Pour le Ministère de l'Economie, des Finances et de l'Industrie, cette année se présente sous le signe de la poursuite et de l'amplification de la réforme.
1999 aura marqué le début d'une remise en ordre du budget de cette maison et, en particulier, une clarification de ses régimes indemnitaires. Des engagements ont été pris, notamment devant la représentation nationale, dont la mise en uvre constitue maintenant une des tâches essentielles de notre administration pour l'année qui commence.
Mais l'année 2000 sera surtout celle de l'engagement concret des réformes qui seront décidées dans les jours qui viennent sur la base du rapport que Dominique Strauss-Kahn et moi avions demandé à Thierry Bert et Paul Champsaur.
Nous avons, à Bercy, une responsabilité particulière dans la gestion des affaires de l'Etat. La réforme de l'Etat et la modernisation de la gestion publique passent par la modernisation du ministère de l'économie, des finances et de l'industrie.
Nous entrons dans le XXIème siècle, et nous devons y entrer de plain-pied, avec un Etat efficace et moderne et un service public ouvert et transparent. Nous devons être davantage à l'écoute de la société.
Je porterai jusqu'à son terme le dossier de la réforme du ministère. Nous progresserons dans le domaine de la gestion publique et de la procédure budgétaire. Nous nous acharnerons à simplifier radicalement notre organisation et nos procédures.
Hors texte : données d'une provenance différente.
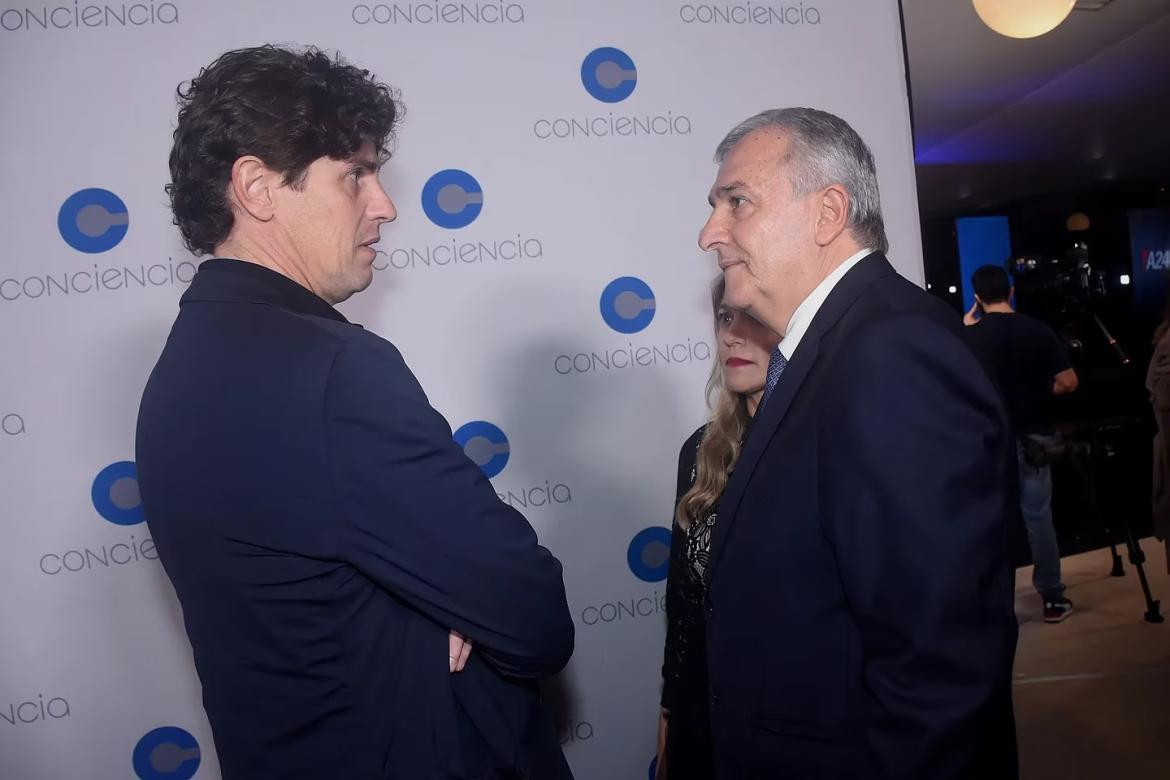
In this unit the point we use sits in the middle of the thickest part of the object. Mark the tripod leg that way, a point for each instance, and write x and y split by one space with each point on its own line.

La Mission 2003 nous a rendu, à Florence Parly et à moi, son rapport. Après le temps de la réflexion, et du travail préparatoire, vient le temps de la décision. Celle-ci interviendra d'ici la fin du mois. Elle portera sur les chantiers abordés par la mission : le service public fiscal, et l'aide aux PME. Mais elle ne pourra pas laisser de côté les autres dimensions de la modernisation du ministère, qui inclut la gestion publique au sens large, ou le fonctionnement des administrations centrales.
Ces décisions seront prises en fonction des trois critères que j'ai toujours mis en avant : les usagers, les agents, et le service public. Bref, une réforme " gagnant-gagnant-gagnant ". C'est un chantier majeur, pour les quatre secrétaires d'Etat et pour moi.
J'y consacrerai avec eux tout le temps qui sera nécessaire.
3) Une méthode
Un dernier mot sur la méthode.
Pour tous les chantiers que j'ai évoqué, il y a d'abord eu une phase de diagnostic : le rapport Champsaur-Bert pour la réforme du ministère ; le rapport Balligand-De Foucauld pour l'épargne salariale ; le rapport de Christian Paul pour la société de l'information.
Il y a eu aussi une phase de dialogue : soit à l'occasion de ces rapports - il faut souligner la concertation peut-être sans précédent dans toute l'administration et certainement sans précédent à Bercy qui a été menée à l'occasion du rapport de Thierry Bert et Paul Champaur, - soit après, avec la majorité plurielle, avec les forces syndicales, avec les professionnels.
Mais il y a toujours eu une phase de décision. Nous avons montré depuis juin 1997 que le diagnostic et le dialogue ne constituaient pas des substituts à la décision - contrairement à une idée communément reçue qui fleure bon la IVème République et le docteur Queuille mais ne reflète pas le XXIème siècle et le gouvernement Jospin - mais un outil pour de bonnes décisions.
Nous continuerons dans cette voie cette année, notamment s'agissant de la réforme des impôts directs - taxe d'habitation et impôt sur le revenu - dont le Premier ministre a rappelé hier encore le champ et les objectifs.